The gotcha: HEX rounds to 8-bit integers (0–255). HSL-to-RGB math often produces fractional values that get floored, so a round trip can shift by ±1 per channel. Pick one canonical format for your tokens and derive the rest.
Why HSL Beats RGB for Generating Tints, Shades, and Palettes
Lightening in RGB means raising all three channels by an amount that depends on the hue — guesswork. In HSL you bump L from 50% to 70% and the tint is done; hue and saturation stay put. Building a five-step scale is a single loop over the lightness axis.
The limit is perceptual uniformity. HSL treats all hues as equally bright at L 50, but yellow looks far brighter than blue at the same L value. CSS’s oklch() fixes this with a perceptually uniform lightness channel — better for precision accessibility palettes.
WCAG Contrast Ratios: The Numbers Behind Accessible Text
The WCAG 2.1 guidelines require 4.5:1 for normal text and 3:1 for large text (18px bold / 24px regular). The ratio uses relative luminance — a weighted sum of linearised RGB, not raw 0–255 values. A pair that “looks fine” can fail because the eye compensates better than users with reduced vision.

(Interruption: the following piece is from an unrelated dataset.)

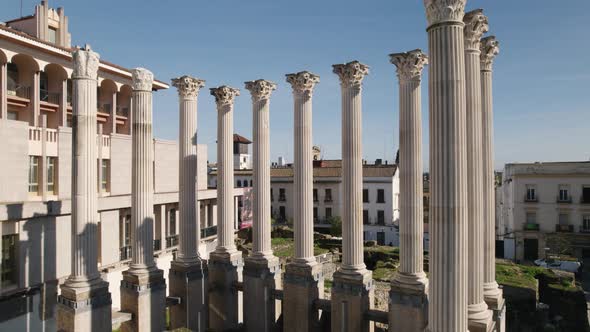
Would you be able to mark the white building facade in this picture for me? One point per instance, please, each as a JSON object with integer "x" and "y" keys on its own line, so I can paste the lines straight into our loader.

Alpha complicates it. An rgba() overlay at 60% opacity over white produces a different effective colour than the same overlay over black. Test contrast with the composited colour, not the alpha value alone.
Harmony Rules: Complementary, Analogous, and Triadic in Practice
Complementary colours sit 180° apart — maximum contrast, good for CTAs. Analogous span 30° either side — cohesive, low contrast. Triadic places three hues 120° apart — vibrant but hard to balance without muting two of the three.
These rules assume sRGB. On a Display P3 monitor a saturated green clips when exported to HEX — the harmony breaks. Stick to sRGB for web unless you explicitly target wide-gamut via CSS color(display-p3 ...).
Quick Interpretation: What Your Converted Values Tell You
The output gives HEX, RGB, and HSL plus contrast ratios against white and black. If the white ratio falls below 4.5, the colour fails WCAG AA for text on light backgrounds. If both ratios are low, the colour sits in mid-lightness and needs a stronger pairing for readable text.
Fast Clarifications on Color Workflow Pitfalls
- sRGB gamut clipping. Wide-gamut displays show colours with no exact HEX equivalent. Exporting silently clips to the nearest sRGB point — check after conversion.
- Dark-mode inversion. Flipping lightness (L 80 → L 20) does not guarantee the same contrast ratio. Re-check every text/background pair after inverting.
- Alpha and contrast. Transparency changes the composited colour the user actually sees but does not appear in a raw contrast calculation. Test with the flattened value.
Slips that break design reviews: copying three-digit HEX shorthand (#FFF) into a six-digit field and getting #FFF000 instead of #FFFFFF, and assuming CSS named colours match the same HEX across all browsers.
Related tools: Image DPI Calculator when colour accuracy matters alongside print resolution, Password Entropy Estimator for credentials on shared design systems, Regex Tester for validating HEX patterns in code, and API Rate Limit Planner for colour-API endpoints serving palettes at scale.
Conversions assume sRGB and 8-bit-per-channel precision. Contrast ratios follow WCAG 2.1 relative-luminance formulas — they do not replace accessibility audits or testing on actual devices and assistive technologies.